The process of easing Princess Beatrice out of the bosom of the Royal family is continuing apace, after Prince Andrew was forced to rehire his daughters’ bodyguards out of his own pocket.
The move is both a symbolic and matrial blow for the Duke of York, who will now have to spend an estimated £250,000 a year to provide security for Princess Beatrice, 23. Sister Eugenie, 22, will lose her official guards when she finishes her degree at Newcastle University this year. Andrew’s annual bill could then double to £500,000, according to a report in the UK Mirror.
Andrew will now find himself hoist by his own petard, forced to provide such protection out of his own pocket, having argued vociferously that his daughter’s HRH status makes them particularly subject to terrorist attack in the year of the Olympics.

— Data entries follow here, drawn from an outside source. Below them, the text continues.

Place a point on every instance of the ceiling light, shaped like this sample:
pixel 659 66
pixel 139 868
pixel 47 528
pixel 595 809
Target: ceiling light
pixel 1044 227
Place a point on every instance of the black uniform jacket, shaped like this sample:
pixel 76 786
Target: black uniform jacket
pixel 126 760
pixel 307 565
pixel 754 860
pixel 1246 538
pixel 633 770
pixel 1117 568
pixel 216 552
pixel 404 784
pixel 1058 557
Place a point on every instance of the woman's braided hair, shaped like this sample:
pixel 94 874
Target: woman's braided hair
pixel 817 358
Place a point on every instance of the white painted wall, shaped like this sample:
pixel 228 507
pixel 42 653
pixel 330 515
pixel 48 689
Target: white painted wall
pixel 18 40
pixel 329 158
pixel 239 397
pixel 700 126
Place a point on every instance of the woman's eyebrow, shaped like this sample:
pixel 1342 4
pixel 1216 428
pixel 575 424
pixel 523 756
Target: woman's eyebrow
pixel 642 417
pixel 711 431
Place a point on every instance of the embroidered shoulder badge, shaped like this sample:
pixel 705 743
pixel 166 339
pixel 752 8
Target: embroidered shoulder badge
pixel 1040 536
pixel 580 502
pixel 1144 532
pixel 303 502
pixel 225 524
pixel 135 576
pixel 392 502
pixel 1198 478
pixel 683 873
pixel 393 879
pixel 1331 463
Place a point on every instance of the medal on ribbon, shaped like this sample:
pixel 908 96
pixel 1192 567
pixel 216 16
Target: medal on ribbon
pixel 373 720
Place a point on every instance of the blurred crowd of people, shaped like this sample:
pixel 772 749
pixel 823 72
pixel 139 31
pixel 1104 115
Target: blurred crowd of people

The move to strip the princesses of their protection officers represents a significant victory for Andrew’s brother, Prince Charles, who believes the monarchy needs to be slimmed down and does not see major roles for Bea and Eugenie if and when he accedes to the throne, believing that the focus should stay on his children, William and Harry.
In recent months Andrew has tried to introduce his daughters into royal life. Last October Eugenie joined him on engagements in the North East and York, and next week Beatrice will join the Queen and Prince Philip at a Maundy Thursday service in York Minster.
Beatrice lobbied to accompany her father on a forthcoming trip to India, when he will be representing the Queen in her Diamond Jubilee year, but courtiers vetoed the idea, effectively killing beatrice’s ambition to become a ‘working royal’ stone dead.
Beatrice and Eugenie’s fate was sealed, many believe, by the disgraceful behaviour of ther mother, Sarah Ferguson, who drunkenly attempted to sell access to Prince Andrew to an undercover reporter.